Mission Plan: The dos and don’ts of a first-time actor in a major movie


Movies are not exclusively filmed in Hollywood these days. I live in Atlanta, “Hollywood South” and got the opportunity to be a walk-on actor in a major movie production, and to do some thinking about the idea of a mission plan.

In real life, I am a Client Advisor for Afterburner, I consult with my clients on their current business struggles and how Afterburner will help them. My day is filled with client calls, emails and meetings.

A few weeks ago, a Hollywood producer contacted Murph, Afterburner’s Founder and CEO and asked if a couple of Afterburner guys could play members of the LAPD. Since most of us are retired military, he thought we might look the part. I thought this would be an interesting opportunity and I would get to do something I’ve never done beforecop actors about to carry out a mission plan

I had no idea what to expect – so I called my friend who is currently shooting a big budget television series to get some ideas on what to expect.

After getting a few tips from my friend, it had me thinking about mission planning and how to navigate a movie set as an extra or walk-on. You will want to know your mission, identify any resources and threats, plan your course of action and have your contingency plan ready.

Here’s my list of the 23 things that can help you develop a mission plan for your role as an extra or walk-on actor:

What are you Resources?

  1. You’re going to get paid! If you are a day player you only get paid if they call you in to shoot that day. The Screen Actors Guild (SAG) rate is $1500 a day for 12 hours.
  2. Be sure to read the contract so you know exactly what is expected of you. If your first job is a SAG agreement, make sure you receive a copy and you can join SAG.
  3. Once you get to base camp find your point of contact and they will sign you in, confirm your time for hair and makeup and tell you where to go. There were yellow signs all over the Atlanta with the letters DoT to direct to base camp and the set.
  4. Talk to the extras. They change out daily and they typically know the unspoken rules of each set. They have invaluable information on “set-life” and what’s shooting next in the area.
  5. Remember the names of the director, assistant directors and the production assistants, they will take care of you.
  6. Find the stand-ins (the people who stand-in for lead actors) they are likely to provide the most situation awareness of the set.
  7. You will get fed. Depending on the shooting schedule they will provide you main meals and snacks in between. Extras and crew have different eating lines but the lines have similar food. You can also bring your own food if needed.

Any Threats?

  1. Clear concise directions are rarely given, don’t’ be afraid to ask follow-up questions.
  2. Ask before you take pictures and no social media posts until the project is being promoted.
  3. Don’t be a know-it-all. I witnessed well intentioned background folks get replaced because they tried to teach what should happen versus listen to what the director/assistant director wanted to happen.
  4. Don’t crowd the video village, this is where the video monitors are during recording for the director and assistant director to view playback and sound.

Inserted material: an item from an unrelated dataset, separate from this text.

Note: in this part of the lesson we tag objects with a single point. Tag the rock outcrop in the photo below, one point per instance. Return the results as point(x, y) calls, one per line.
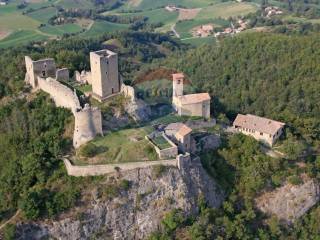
point(290, 202)
point(136, 212)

Plan Your COAs (Courses of Action)

  1. Be sure to read the call sheet for your start time and hair and makeup time. I was late the first 2 days because I didn’t see my hair and makeup time at the bottom of the call sheet. Get there early so you can enjoy craft services beforehand.
  2. When you get to base camp, be sure to park in the right spot, usually in crew parking. You don’t want to be the person who parks outside of the crew’s parking area and get towed.
  3. Network! Everyone from actors, production assistants and assistant directors know of other projects that will be casting soon.
  4. Turn off your cell phone and if you have a prop watch make sure there’s no alarm set. You don’t want to be that person that has their cell phone or watch go off during shooting.
  5. If you get an opportunity, talk to the stars of the movie. They are often open to normal conversations about life.
    On set with Gerard Butler.


  6. If you are playing the part of law enforcement (like I was), turn in your prop gun at lunch! Return all props once shooting has wrapped for the day (impersonating a police officer is a felony).
  7. Invite a friend. Set visitors are welcome, all you have to do is ask.

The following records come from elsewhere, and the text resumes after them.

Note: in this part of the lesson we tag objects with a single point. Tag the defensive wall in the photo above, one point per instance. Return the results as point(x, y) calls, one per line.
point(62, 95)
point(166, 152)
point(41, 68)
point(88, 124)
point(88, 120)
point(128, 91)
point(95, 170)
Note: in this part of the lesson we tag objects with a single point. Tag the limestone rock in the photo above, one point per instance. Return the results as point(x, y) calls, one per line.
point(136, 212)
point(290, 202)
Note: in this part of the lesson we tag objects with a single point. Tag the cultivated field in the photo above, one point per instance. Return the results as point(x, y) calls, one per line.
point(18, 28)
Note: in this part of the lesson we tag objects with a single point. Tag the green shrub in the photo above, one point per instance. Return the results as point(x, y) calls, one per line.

Strategic Planning for Contingencies

  1. The location of shooting could change daily or weekly. You will go to the movie’s “base camp” first for wardrobe and makeup and then you will take a shuttle to the set.
  2. No day is the same, be flexible with your time and have contingencies for downtime or lack thereof. Bring workout bands, you may have time for a quick 30-minute workout. If you need to relax, you get your own space in a trailer (you might even get your own star).
  3. Be prepared for anything in hair and makeup., you could end up sitting next to an A-list movie star. The makeup trailer is lively place with jokes flying around like a comedy club.
  4. It’s a lot of hurry up and wait. Dress for the occasion and ask for sunscreen in the makeup trailer if filming outside. We started shooting at 8 AM, so there were a lot of cold people standing around waiting for the sun to warm up.
  5. Protect your feet. There’s a lot of standing.

Strategic business planning is key to the success of any mission, even being on a movie set. If you haven’t done this before, find someone who has and get some situation awareness from them. Plan but be prepared. Anything can happen in Hollywood.